然而,在室间隔综合征中,缺血发生在毛细血管水平,因此仍能感觉到脉搏,皮肤可能不会变白!最早的“经典”特征是疼痛(或“爆发”的感觉),

敏感性改变和轻瘫(或者,更常见的是,肌肉活动性收缩无力)。皮肤感觉应仔细反复检查。

缺血肌肉对拉伸高度敏感。如果肢体过度疼痛、肿胀或紧张,则应通过拉伸肌肉(可能是柔软的)进行测试。当脚趾或手指被动过度伸展时,小腿或前臂疼痛加剧。
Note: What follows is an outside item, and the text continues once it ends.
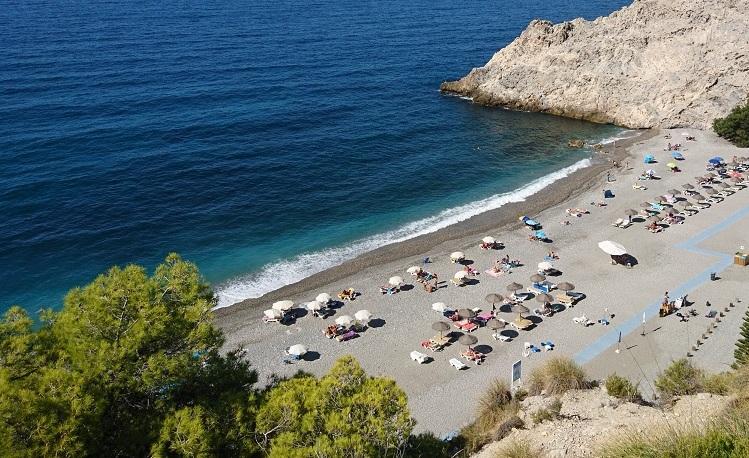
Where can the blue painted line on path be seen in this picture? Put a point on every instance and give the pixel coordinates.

可通过测量心内压来确诊。早期诊断的必要性非常重要,因此一些外科医生提倡对高危损伤(如胫腓骨骨折)尤其是昏迷患者的前臂或腿部骨折使用持续室压监测。一个分裂的导管被引入隔间,压力的测量接近骨折的水平。压差(ΔP)——舒张压和室压之间的压差——小于30 mmHg(4.00千帕)是立即室压减压术的指征。

治疗

受到威胁的隔间必须立即减压。石膏、绷带和敷料必须完全去除——仅仅是拆开石膏是完全无用的——肢体应该护理平整(抬高肢体会导致末端毛细血管压力进一步降低,并加重肌肉缺血)。应仔细监测ΔP;如果低于30mmhg,应立即行开放性筋膜切开术。对于腿部,“筋膜切开术”是指通过内侧和外侧切口打开所有四个腔室。伤口应保持开放,2天后检查:如有肌肉坏死,可清创;如组织健康,可缝合(无张力)或植皮。

注:如果没有测量室压的设施,则必须根据临床情况决定手术。如果出现三个或更多的症状,诊断几乎是肯定的(Ulmer,2002)。如果临床症状是“软”的,应每隔30分钟检查一次肢体,如果在拆开敷料的2小时内没有改善,则应进行筋膜切开术。肌肉将在4-6小时的完全缺血后死亡-没有时间失去!